The most important changes between HTTP/1.0 and HTTP/1.1 are explained in the sections that follow.
When HTTP was invented at CERN, nobody could have predicted the popularity the Web would achieve. In 1995, on the Merit network, HTTP became the leading IP protocol by request volume, overtaking both FTP, and the combination of all the other TCP/UDP protocols, which includes SMTP (Mail). It is highly likely that these findings extrapolate well to the rest of the Internet. Therefore any improvements to HTTP will help ease the demand on network resources (file descriptors, buffers, control blocks, etc) along the transmission path.
Many proposals were discussed in forums such as the WWW-talk list. The features implemented in HTTP/1.1 that are directed towards making Internet usage more efficient are persistent connections, chunked encoding, byte ranges and caching. In addition, the non-IP virtual hosting feature will ease the demand on IP addresses.
With persistent connections it is necessary to delimit each transfer by using the Content-Length header so this is no longer optional. However there are some circumstances where the server cannot know the length of the data ahead of time; or the data is dynamically generated and the server cannot or does not wish to buffer the data to find the length; or the data is of unbounded length, for example, a stream of continuous data refreshing the display at regular intervals. In such cases, the server can use the new chunked encoding method. This method sends the response in pieces, each enclosed in a MIME [6] envelope.

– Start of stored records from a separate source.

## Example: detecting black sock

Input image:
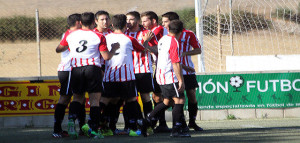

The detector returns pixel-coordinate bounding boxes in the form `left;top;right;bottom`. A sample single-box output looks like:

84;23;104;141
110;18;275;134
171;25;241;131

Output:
69;101;81;121
135;101;143;120
143;101;153;117
89;106;101;131
123;104;129;129
172;104;184;126
126;101;138;131
188;103;198;123
109;104;120;131
54;103;67;133
156;102;167;126
148;102;169;119
78;104;86;129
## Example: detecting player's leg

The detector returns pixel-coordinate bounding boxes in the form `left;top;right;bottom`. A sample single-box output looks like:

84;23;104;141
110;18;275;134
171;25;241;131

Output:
184;75;203;131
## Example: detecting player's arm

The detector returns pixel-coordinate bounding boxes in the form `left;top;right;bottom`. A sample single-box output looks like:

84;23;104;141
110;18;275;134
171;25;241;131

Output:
172;62;185;92
142;31;158;54
181;64;195;72
56;44;68;53
100;43;120;60
169;39;185;92
181;32;201;57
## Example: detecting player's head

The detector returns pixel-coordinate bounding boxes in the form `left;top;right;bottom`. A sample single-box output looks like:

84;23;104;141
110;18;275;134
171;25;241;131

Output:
126;11;141;29
112;14;127;30
81;12;95;27
95;10;110;29
161;11;179;29
169;20;183;35
67;13;81;28
141;11;158;29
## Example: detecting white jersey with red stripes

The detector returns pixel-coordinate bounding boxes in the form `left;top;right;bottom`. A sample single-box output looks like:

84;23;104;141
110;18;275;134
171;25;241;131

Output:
156;35;180;85
103;33;145;82
57;30;72;71
125;29;157;74
93;28;113;65
178;29;201;75
60;29;107;67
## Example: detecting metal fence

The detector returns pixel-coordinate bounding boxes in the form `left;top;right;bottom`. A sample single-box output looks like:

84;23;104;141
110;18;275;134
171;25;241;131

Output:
0;0;300;77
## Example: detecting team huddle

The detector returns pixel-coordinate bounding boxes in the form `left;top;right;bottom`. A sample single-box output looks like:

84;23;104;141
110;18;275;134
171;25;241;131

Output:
52;11;203;138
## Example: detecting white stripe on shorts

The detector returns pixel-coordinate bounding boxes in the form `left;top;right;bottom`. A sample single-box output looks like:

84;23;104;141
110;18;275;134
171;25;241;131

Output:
173;83;179;98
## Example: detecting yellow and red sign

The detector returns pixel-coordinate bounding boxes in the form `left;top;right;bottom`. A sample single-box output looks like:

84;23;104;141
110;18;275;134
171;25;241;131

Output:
0;80;142;117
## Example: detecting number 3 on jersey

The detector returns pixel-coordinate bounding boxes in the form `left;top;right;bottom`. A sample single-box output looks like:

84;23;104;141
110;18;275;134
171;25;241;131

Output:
76;40;87;53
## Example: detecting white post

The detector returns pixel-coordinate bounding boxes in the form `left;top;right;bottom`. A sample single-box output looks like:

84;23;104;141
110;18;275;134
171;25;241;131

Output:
195;0;205;72
35;9;42;76
229;0;234;56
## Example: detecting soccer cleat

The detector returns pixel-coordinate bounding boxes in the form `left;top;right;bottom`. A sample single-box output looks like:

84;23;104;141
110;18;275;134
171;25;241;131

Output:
68;119;78;139
114;129;129;135
52;131;69;138
188;123;203;131
170;131;191;138
101;129;114;136
129;130;141;137
89;130;104;139
147;127;154;136
154;125;171;133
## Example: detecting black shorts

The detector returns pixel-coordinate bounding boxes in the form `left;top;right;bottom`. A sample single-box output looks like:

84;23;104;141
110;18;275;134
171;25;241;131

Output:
135;73;154;93
71;66;103;94
160;82;184;99
57;71;73;96
102;80;138;99
183;74;199;90
153;74;161;93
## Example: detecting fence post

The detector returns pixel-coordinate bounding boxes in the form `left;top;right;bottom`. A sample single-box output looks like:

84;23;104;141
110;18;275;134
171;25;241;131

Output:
195;0;205;72
35;9;42;76
229;0;234;56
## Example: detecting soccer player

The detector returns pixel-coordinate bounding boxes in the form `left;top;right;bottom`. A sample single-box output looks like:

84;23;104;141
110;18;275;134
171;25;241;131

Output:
162;12;203;131
56;12;119;138
52;13;86;138
141;11;170;132
142;20;191;137
100;14;153;136
125;11;157;125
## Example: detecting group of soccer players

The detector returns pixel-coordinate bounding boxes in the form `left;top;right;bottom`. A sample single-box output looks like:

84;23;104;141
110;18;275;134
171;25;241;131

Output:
52;11;203;138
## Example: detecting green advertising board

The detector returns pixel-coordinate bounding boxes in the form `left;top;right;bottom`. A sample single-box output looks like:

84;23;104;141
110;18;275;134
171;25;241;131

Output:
196;73;300;110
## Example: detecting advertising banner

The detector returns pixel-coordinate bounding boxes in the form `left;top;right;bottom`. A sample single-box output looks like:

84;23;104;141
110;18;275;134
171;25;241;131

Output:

Persistent connections have another advantage. Clients can take advantage of pipelining, that is, sending the next request immediately following the previous one without waiting for the reply to the previous request to completely arrive. The server is still required to service the requests in order. This saves round-trip times and TCP packets and is of great benefit over high-latency links. A more detailed discussion of persistent connections is in Section 3 of this paper.
Persistent connections are activated only when the client indicates that it can handle HTTP/1.1 replies by sending a HTTP/1.1 request.
Probably the most common use will be for resuming interrupted transfers. However clients can use it in any way appropriate, such as transferring parts of structured documents. For example, a client might first request the description section of a word processing file, decide which pages are desired and request only those pages. Again this feature reduces unnecessary traffic.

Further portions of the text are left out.